《短編》春夏秋冬
お兄ちゃんにタクシーに乗せられ、一緒に中央病院に向かった。
お兄ちゃんの呼吸はずっと荒いままだった。
いつも家にいないくせに、お兄ちゃんでも家族の心配はするんだな、なんて、この場にそぐわないことを思う。
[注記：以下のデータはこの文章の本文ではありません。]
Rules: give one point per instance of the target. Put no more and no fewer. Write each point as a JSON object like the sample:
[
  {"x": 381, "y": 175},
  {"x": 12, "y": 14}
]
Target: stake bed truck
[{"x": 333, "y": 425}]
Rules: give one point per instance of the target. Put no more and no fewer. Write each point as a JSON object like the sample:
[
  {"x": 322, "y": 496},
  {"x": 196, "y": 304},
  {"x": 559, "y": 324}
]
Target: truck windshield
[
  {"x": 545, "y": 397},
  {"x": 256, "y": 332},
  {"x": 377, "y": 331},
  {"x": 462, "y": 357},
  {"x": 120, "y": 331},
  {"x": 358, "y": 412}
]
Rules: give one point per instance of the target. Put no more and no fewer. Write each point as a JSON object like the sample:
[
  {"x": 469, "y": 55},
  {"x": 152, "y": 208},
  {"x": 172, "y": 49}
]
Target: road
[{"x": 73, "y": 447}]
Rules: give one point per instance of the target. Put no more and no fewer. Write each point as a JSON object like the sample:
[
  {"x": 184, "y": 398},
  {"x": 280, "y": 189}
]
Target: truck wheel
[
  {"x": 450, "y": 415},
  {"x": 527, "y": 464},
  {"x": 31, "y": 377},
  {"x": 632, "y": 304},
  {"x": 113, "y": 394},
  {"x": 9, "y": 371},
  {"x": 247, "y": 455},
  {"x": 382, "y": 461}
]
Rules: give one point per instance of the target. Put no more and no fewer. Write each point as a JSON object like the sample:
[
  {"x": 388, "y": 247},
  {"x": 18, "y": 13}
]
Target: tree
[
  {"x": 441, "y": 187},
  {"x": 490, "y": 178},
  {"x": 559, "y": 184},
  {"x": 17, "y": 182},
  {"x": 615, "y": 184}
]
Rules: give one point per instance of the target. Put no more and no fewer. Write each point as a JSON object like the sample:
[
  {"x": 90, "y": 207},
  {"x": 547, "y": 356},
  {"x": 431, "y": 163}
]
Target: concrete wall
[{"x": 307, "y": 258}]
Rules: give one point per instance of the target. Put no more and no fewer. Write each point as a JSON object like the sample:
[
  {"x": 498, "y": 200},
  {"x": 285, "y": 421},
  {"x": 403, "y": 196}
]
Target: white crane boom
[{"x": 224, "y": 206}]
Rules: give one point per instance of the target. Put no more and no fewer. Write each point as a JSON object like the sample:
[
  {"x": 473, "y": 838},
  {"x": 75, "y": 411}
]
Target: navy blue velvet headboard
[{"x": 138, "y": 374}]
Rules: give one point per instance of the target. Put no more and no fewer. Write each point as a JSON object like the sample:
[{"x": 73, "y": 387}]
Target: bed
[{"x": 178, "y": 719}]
だって、そうでも考えてなきゃ、不安に押し潰されてしまいそうだったから。
私たちが中央病院に着いた時、お父さんはすでに病室にいた。
「目を覚まさないの」
お母さんの第一声はそれ。
「いくつか骨折してる箇所があってね、それは手術したらしいんだけど。もう麻酔は切れてるはずなのに、って先生が」
「………」
「頭を強く打ったらしいし。脳波に異常はなかったらしいんだけど、でも、目を覚まさないの、お父さん」
ぶつぶつと言うお母さん。
こんなに取り乱したお母さんを、私は初めて見た。
「しっかりしろよ、母さん。落ち付け」
「正晴……」
「事故ってどういうことだよ? まずそれ説明しろよ。おい、聞いてんのかよ」
イラ立ちをぶつけるように、お兄ちゃんはお母さんの肩を揺する。
お母さんは未だおろおろとしたままに、
「あ、あのね、お父さんね、信号待ちで停車してる車に後ろから突っ込んだらしくてね。でね、そのまま後ろにいたトラックにも追突されて、挟まれる形になったみたいでね」
「………」
「わた、私はね、お父さんの会社の方から連絡をもらってね。それでね、急いで来たんだけどね、お父さんね、血がいっぱい出ててね」
言いながら、お母さんは声を震わせて涙した。
家族4人が揃ったのなんて、一体いつ振りのことだろうか。
こんなことになってやっと顔を合わせられるなんて、皮肉なものだ。